Michigan’s next governor inherits the reproductive rights amendment voters passed in 2022 and the state’s role in EV battery manufacturing. Georgia’s next governor will decide whether the state expands Medicaid work requirements or follows the 2022 voter mandate for broader coverage.
Eighteen open seats means eighteen chances for policy to reverse direction. The governors elected this November will serve through 2030, controlling redistricting leverage, budget priorities, and veto power over abortion, education, and healthcare legislation.
The Senate Math
Democrats currently hold 46 Senate seats. They are defending open seats in Michigan, New Hampshire, Minnesota, and Illinois, all states where the retiring incumbent is a Democrat. Republicans have open seats in Kentucky, Iowa, North Carolina, and Alabama (where Tuberville is running for governor instead).
The margin matters because Senate confirmation of federal judges, cabinet officials, and Supreme Court nominees runs through whoever holds the majority. Every AG lawsuit that reaches the federal bench lands in front of judges confirmed by this Senate.
Attorney General Races Nobody Talks About
State AGs have filed more than 100 multistate lawsuits against federal policies since 2025. Democratic AGs in Arizona, Michigan, Nevada, and Wisconsin are leading that litigation. All four seats are toss-ups. All four states went for Trump in 2024.
If Republicans sweep those four seats, the coalition bringing federal lawsuits on immigration enforcement, environmental rollbacks, and civil rights protections loses its anchor states. The AG races get a fraction of the campaign spending that governor and Senate races attract, which makes them the most underpriced fight on the ballot.

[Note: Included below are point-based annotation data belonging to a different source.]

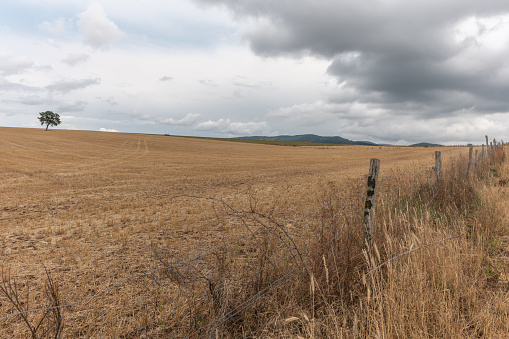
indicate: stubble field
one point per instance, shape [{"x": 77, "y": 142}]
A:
[{"x": 90, "y": 207}]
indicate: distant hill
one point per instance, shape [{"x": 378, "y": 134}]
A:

Ballot Measures Under Threat
Voters have used ballot measures to protect abortion rights in seven states since Dobbs. Legislatures in Missouri, South Dakota, and North Dakota responded by placing supermajority requirements on the 2026 ballot. If those pass, future citizen-initiated amendments become functionally impossible in states where they matter most.
Virginia and Nevada both have abortion measures on the November ballot. Nevada’s Question 6 already passed once in 2024 and needs a second vote to take effect. Virginia’s amendment would guarantee reproductive freedom through the second trimester.
What You Can Do Before August
- Check your registration now. Primaries in Kansas, Missouri, Wisconsin, Minnesota, and other states happen on August 4. You cannot vote if you are not registered.
- Know your primary candidates. Governor and AG nominees are decided in the primary. In many states, the primary is the real contest.
- Talk to one person who skips midterms. Turnout drops 20-30% in non-presidential years. That gap is where policy gets decided.
- Follow the AG races. They get almost no media coverage but control whether your state fights federal overreach or cooperates with it.